Battaglia dei diritti

Il caso non è banale perché mette in contrapposizione due diritti fondamentali: quello della libertà religiosa e quello della non discriminazione sulla base dell’orientamento sessuale. Panna e crema potrebbero essere la materia sulla quale i giudici supremi romperanno il nodo su molte questioni importanti della società americana. Non solo. Gli avvocati del pasticciere hanno anche deciso di mettere in ballo il Primo Emendamento, che stabilisce la libertà d’espressione. Per loro Philips è un artista che, rifiutando di fare la torta, ha esercitato la sua libertà espressiva. In vista del “redde rationem” del 5 dicembre c’è stata una massiccia mobilitazione di legali e di gruppi di pressione cristiani, oltre che membri del Congresso. 

America divisa

A favore del pasticciere s’è anche espresso, e c’era poco da dubitarne, il presidente degli Stati uniti Donald Trump. Sull’altro fronte si sono mossi i gruppi per i diritti civili. Il Center for American Progress ha avvertito che una decisione a favore del pasticciere “potrebbe far tornare indietro le lancette dell’orologio di 50 anni”. Può un’azienda di pompe funebri rifiutare il corpo di una persona gay?

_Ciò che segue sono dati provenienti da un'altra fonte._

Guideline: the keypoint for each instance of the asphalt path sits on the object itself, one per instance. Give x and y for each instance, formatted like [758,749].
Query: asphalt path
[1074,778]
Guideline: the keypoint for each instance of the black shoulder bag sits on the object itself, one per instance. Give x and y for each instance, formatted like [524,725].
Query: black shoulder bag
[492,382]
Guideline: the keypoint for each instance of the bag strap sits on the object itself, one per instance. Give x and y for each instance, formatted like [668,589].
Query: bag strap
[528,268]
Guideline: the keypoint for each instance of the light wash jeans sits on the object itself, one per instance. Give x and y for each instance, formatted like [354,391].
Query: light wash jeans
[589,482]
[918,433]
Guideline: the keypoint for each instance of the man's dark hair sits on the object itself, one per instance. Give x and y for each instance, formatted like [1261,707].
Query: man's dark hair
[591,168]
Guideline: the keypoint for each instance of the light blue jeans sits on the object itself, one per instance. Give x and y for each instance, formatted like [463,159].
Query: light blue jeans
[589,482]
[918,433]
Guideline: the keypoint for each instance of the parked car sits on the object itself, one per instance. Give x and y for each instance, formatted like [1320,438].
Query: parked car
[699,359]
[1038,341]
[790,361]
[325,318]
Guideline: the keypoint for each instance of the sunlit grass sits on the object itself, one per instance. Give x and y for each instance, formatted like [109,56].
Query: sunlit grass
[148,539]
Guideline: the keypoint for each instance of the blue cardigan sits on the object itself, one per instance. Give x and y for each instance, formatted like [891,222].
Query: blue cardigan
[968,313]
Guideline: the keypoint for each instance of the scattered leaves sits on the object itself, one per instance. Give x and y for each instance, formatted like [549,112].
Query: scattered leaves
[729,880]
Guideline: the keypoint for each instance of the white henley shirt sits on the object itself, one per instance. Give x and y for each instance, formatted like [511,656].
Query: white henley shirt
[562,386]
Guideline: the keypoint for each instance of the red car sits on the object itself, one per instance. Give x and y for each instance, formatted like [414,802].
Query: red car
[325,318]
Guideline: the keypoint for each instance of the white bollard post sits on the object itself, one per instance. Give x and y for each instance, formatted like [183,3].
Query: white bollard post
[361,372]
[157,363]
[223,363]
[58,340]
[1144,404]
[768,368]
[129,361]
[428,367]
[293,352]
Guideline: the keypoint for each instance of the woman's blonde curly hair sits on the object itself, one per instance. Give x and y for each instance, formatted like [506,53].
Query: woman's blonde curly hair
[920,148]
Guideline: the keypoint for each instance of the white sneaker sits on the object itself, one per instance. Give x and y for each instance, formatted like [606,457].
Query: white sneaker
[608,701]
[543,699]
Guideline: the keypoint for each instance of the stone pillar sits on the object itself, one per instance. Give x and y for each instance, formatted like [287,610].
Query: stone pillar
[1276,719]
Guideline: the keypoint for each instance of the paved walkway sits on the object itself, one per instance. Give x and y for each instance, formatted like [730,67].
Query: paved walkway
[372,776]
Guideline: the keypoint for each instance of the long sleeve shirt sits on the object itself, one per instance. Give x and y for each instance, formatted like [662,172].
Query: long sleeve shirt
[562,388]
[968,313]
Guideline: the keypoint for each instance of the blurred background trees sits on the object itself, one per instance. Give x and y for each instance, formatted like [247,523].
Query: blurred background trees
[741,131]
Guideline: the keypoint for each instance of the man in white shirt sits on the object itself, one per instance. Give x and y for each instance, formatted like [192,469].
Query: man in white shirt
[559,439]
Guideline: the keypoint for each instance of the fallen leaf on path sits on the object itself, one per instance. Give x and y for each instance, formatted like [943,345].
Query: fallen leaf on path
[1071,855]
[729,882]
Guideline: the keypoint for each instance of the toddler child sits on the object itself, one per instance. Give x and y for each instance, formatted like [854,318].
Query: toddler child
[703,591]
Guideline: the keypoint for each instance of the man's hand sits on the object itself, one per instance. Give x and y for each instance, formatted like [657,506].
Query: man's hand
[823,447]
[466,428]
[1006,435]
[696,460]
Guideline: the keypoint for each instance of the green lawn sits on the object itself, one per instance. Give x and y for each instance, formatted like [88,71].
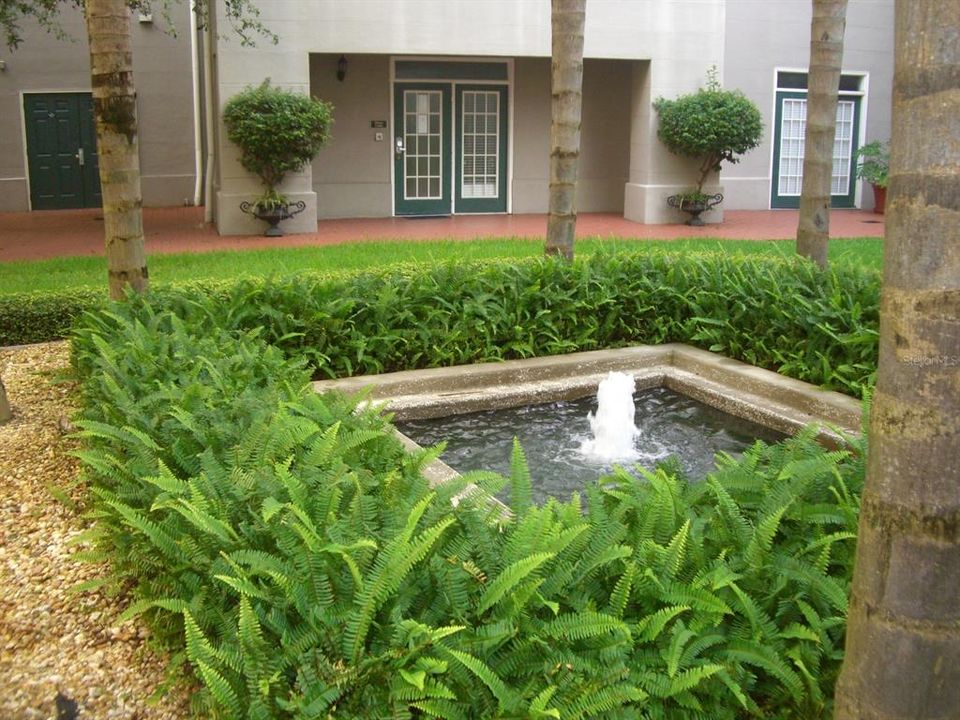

Un fiorista rifiutare di fare bouquet per certe categorie di persone? Craig e Mullins hanno a loro sostegno anche la potente American Civil Liberties Union (ACLU). “Non è un caso su una torta”, ha spiegato Louise Melling, vice direttrice legale dell’ACLU. “Questa è una domanda sul fatto che la la Costituzione possa o meno sancire di diritto di discriminare. E’ sul fatto se una pasticceria posssa mettere in vetrina il cartello: ‘Torte di nozze solo per eterosessuali'”.